L'Etat "continue à méconnaître l'urgence climatique" et "faillit à protéger la population face aux risques climatiques", en particulier les plus fragiles, premières victimes d'un sous-investissement chronique dans le système de santé notamment, estime l'ONG Oxfam dans un rapport publié jeudi.
Le changement climatique est une "bombe sanitaire passée sous les radars du gouvernement", dit l'ONG pour qui ses impacts sur la santé sont "insuffisamment pris en compte dans les politiques publiques": lutter contre la pollution de l'air, rénover les logements et respecter la trajectoire de neutralité carbone sont des mesures à "prioriser urgemment".
"Le système de santé ne parvient plus à protéger la population des conséquences du changement climatique", lit-on dans le document auquel ont contribué chercheurs de l'Inserm et universitaires alors qu'"à l'hôpital, il fait de plus en plus chaud, au point qu'il devient de plus en plus difficile d'y soigner".
La chaleur a causé la mort de 5.722 personnes à l'été 2025 en France, selon Santé publique France. "La mortalité liée à la chaleur y a été 31% plus élevée dans les 10 départements les plus pauvres que dans les 10 départements les plus riches", dit le rapport, qui alerte notamment sur les fumées de feux de forêt, "dix fois plus nocives pour la santé que les pollutions routières et industrielles".
"Nous sommes particulièrement vulnérables à ces conséquences sur la santé, car l'état de notre système de santé continue à se dégrader à l'heure où le changement climatique augmente les besoins de soins", affirme l'ONG, pointant la suppression "d'un quart des lits d'hôpital depuis 2000" et la baisse des effectifs d'infirmiers et d'aides soignants entre 2012 et 2023.
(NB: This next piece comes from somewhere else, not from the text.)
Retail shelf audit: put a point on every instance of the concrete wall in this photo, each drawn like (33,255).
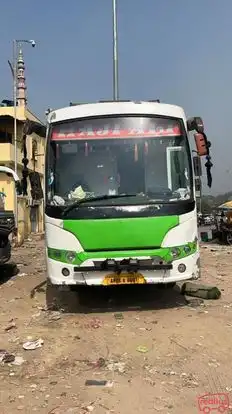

Or les risques sanitaires "ne se limitent pas à la déshydratation des personnes âgées": les risques d'insuffisance rénale aiguë (+70% lors des canicules de plus de sept jours) d'infarctus du myocarde (+7% lors des journées les plus chaudes de l'année) et d'AVC (+3,8% pour chaque degré supplémentaire au-delà d'un seuil variable selon les régions), augmentent aussi, souligne l'ONG.
Les infrastructures hospitalières sont "particulièrement vulnérables aux risques climatiques" alors que "59,5% du bâti est vétuste", ce qui "menace la prise en charge des malades à des moments où les besoins sont pourtant les plus importants", dit-elle.
Or "les personnes victimes de précarité, subissent "une triple peine: risque disproportionné de vivre avec une maladie chronique, aggravation de ses symptômes et soins perturbés", estime Oxfam, pour qui "en l'absence d'une anticipation renforcée des risques, le changement climatique aggravera les inégalités de santé déjà existantes".